You can see the videotapes on Time magazine’s homepage. Sorry, I can’t get a link to the specific videotape; go to Time’s homepage, scroll down, and in the left-hand column under the heading “Multimedia” look for a video titled “Hidden Camera Controversy On Iowa’s Chicken Farms.”
http://www.time.com/time/
Roger Rabbit Commentary: The bottom line is that the Iowa Republicans’ response to videotapes exposing animal abuse on Iowa chicken farms is to try to pass a law censoring the activists and videotapes. That’s not an agenda I’d vote for if I were a chicken. I’m not a chicken, I’m a rabbit, but I won’t vote for that agenda anyway; because, for all I know, rabbit farms may be next.
Roger Rabbit spews:
As the Time segment shows, Iowa’s big corporate farmers are responding to the videotapes of animal abuse by requiring job applicants to disclose on job application forms whether they’ve ever been affiliated with an animal welfare group. And, as I said above, Iowa Republicans want to make it a criminal offense for an applicant for a farm job to lie to the farmer about being an animal welfare activist.
Roger Rabbit spews:
Of course, it goes without saying that if you don’t buy Iowa eggs or pork, your money won’t support these corporations. Nor will your money be used to make campaign contributions to Republican legislators who try to pass censorship laws.
Roger Rabbit spews:
Mrs. Rabbit makes me pay 5 bucks a dozen for cage-free eggs. If I buy the cheap eggs, she won’t eat ’em. I’m starting to really appreciate Mrs. Rabbit. She’s a better rabbit than I give her credit for.
Pete spews:
@3 What a stupid law. Just claim that it was working at the farm that made me become an animal rights activist. It’s certainly plausible.
And speaking of animal rights…if I were a dog, I’d file for a restraining order against Frank Blethen.
rhp6033 spews:
Like virtually all publishers, the Seattle Times basis it’s ad rates upon it’s number of “paid subscriptions”. Advertising firms and their clients rely upon those numbers, which the publisher is expected to report accurately. Intentional over-reporting would be fraud.
It seems to me that the Seattle Times is engaging in some practices which, at best, toe a fine line when counting the number of paid subscriptions. When the Times pushes me sign up for three or six months of free papers, which I can cancel at the end of that time period without any cost to me, and offers to give me some freebees on the side (umbrellas, frisbees, etc.), it’s become more than a loss-leader or a marketing gimmick.
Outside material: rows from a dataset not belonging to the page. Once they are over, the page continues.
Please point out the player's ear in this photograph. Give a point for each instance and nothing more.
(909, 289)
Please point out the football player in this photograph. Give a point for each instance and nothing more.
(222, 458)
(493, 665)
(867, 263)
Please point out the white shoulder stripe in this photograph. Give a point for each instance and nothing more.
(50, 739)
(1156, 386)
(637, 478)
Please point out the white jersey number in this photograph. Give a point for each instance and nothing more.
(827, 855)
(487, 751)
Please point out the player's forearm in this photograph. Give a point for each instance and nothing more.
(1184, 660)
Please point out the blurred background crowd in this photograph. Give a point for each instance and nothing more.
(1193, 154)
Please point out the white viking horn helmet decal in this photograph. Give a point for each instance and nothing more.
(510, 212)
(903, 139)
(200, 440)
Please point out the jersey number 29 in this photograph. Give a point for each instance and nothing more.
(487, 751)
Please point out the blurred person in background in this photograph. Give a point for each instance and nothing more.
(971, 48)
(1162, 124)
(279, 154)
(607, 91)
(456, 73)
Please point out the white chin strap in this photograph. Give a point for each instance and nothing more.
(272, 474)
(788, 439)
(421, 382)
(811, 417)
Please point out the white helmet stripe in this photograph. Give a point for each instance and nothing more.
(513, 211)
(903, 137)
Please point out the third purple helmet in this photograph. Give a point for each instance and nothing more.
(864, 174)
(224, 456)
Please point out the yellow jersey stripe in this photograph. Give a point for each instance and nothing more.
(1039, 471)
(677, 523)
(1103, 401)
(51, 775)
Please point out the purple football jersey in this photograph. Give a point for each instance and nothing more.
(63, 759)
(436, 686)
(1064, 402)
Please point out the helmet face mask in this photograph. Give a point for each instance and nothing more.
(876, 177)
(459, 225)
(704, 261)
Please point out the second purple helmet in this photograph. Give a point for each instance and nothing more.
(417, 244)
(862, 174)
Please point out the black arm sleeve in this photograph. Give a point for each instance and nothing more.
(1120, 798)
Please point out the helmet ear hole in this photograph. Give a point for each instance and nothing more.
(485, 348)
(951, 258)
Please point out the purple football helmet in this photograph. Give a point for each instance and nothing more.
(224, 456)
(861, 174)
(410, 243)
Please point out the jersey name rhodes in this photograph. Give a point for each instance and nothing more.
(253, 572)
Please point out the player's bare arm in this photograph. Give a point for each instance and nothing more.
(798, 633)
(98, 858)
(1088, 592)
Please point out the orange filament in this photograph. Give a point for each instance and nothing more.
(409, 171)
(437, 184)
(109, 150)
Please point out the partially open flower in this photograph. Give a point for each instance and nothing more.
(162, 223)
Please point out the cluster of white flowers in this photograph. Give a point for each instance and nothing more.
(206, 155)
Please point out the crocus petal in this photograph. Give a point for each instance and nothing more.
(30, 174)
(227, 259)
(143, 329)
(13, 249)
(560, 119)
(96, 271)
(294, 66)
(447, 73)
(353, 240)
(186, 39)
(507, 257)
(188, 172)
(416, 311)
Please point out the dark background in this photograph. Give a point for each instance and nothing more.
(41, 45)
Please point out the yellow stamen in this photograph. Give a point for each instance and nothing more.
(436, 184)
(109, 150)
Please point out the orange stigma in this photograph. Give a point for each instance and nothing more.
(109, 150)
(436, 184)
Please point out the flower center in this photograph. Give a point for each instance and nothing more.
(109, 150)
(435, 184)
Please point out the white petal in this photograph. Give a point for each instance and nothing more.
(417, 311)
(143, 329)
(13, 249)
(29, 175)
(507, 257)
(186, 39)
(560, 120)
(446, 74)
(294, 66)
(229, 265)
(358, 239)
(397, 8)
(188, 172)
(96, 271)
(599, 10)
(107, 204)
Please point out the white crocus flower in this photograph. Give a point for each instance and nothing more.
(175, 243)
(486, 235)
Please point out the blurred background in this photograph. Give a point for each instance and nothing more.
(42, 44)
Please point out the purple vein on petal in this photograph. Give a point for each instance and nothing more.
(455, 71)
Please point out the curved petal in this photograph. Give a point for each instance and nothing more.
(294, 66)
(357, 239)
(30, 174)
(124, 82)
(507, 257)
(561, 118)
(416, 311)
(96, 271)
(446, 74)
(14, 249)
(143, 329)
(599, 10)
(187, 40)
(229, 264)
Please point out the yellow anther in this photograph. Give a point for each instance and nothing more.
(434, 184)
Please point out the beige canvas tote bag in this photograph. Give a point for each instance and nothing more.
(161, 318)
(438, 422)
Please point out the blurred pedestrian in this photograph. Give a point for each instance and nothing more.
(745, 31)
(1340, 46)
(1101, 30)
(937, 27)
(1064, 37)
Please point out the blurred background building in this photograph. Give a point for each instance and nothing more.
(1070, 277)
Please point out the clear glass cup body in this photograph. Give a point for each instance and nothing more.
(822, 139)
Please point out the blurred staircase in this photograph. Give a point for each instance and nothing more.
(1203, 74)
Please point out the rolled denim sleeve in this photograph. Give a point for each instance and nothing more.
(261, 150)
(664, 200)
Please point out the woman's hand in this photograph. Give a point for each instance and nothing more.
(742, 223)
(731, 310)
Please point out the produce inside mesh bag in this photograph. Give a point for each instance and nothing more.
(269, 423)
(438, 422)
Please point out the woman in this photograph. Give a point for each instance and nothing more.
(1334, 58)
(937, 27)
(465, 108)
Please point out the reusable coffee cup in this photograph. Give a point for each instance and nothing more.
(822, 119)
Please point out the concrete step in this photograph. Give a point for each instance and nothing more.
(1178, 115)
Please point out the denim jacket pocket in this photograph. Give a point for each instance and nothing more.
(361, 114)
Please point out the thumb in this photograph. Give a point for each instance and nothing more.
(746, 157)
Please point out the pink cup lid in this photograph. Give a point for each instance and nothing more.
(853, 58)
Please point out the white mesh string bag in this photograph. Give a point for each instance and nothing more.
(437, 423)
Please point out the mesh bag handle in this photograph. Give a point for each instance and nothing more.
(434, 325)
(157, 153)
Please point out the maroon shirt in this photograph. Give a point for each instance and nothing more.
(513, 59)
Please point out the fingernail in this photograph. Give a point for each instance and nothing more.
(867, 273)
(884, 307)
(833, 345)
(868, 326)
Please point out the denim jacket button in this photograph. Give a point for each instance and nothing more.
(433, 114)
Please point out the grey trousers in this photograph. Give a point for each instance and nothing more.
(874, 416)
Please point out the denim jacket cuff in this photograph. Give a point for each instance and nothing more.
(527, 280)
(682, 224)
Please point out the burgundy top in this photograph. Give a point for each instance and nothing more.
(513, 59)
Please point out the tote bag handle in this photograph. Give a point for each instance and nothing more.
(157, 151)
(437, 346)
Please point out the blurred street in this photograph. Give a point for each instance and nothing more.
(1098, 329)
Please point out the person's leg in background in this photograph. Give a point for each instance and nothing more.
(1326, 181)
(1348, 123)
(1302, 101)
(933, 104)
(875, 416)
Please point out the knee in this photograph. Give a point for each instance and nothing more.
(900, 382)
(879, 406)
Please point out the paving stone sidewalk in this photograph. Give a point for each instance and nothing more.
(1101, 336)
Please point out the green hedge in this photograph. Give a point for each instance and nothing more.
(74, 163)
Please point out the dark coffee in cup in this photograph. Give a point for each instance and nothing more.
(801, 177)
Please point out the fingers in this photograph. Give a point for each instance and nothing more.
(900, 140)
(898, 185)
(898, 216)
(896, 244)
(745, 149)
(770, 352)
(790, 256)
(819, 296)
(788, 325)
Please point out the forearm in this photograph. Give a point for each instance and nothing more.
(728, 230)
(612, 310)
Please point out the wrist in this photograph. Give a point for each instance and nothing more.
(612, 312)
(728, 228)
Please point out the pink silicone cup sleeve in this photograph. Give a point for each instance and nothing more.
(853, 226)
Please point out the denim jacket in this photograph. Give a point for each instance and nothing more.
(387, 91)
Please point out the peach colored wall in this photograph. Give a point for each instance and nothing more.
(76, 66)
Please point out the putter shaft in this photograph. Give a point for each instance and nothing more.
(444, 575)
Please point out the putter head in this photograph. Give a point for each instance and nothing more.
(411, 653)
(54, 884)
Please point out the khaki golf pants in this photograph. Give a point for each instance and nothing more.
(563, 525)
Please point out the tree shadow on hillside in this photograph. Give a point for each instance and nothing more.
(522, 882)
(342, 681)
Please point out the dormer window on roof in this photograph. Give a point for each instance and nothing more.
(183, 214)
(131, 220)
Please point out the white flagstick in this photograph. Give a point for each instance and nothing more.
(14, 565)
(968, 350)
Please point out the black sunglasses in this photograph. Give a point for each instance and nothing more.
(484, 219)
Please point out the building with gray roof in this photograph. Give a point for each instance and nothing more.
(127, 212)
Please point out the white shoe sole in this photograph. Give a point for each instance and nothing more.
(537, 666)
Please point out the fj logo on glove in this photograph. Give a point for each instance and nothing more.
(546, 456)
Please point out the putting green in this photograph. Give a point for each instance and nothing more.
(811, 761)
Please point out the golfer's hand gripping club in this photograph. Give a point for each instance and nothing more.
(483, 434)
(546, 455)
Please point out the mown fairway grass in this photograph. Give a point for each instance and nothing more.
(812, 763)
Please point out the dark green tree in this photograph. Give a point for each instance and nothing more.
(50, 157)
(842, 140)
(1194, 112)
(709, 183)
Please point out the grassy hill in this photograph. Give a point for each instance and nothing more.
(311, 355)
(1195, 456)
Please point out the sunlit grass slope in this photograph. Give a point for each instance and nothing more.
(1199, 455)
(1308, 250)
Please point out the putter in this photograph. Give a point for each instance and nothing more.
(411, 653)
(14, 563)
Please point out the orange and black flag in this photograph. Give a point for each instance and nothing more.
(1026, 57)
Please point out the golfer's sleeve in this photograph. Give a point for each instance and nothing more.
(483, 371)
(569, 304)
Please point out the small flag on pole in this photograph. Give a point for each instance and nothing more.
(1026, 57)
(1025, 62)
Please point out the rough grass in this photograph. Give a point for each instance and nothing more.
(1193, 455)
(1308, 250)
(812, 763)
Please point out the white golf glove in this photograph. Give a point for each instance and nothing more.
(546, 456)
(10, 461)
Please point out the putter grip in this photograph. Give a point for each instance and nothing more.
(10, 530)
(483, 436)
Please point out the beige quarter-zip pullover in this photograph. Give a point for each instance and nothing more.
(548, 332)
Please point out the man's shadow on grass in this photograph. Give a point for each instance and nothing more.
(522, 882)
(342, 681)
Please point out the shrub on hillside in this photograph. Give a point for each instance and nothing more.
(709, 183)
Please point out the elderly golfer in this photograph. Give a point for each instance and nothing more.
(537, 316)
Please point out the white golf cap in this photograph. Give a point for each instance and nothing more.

It’s not a paid subscription – it’s value is less than zero. Now, if I don’t cancel and continue to pay for the paper after the free period, THEN it becomes a paid subscription. But not until then.
Now, I don’t know how the Seattle Times accounts for these free papers. If they are counting them as paid subscriptions, I believe that would be wrong.
But on the other end of the “paid subscription” period, I find it interesting that our office continued to receive the Seattle Times for months after it canceled it’s subscription. Another office on the same floor of my building complained that it had been over a year, and they were still receiving the paper.
Which leads me to believe that the Seattle Times itself considers it’s product to have de minimus value, to the point where it is irrelevant whether they deliver it to the customer or not.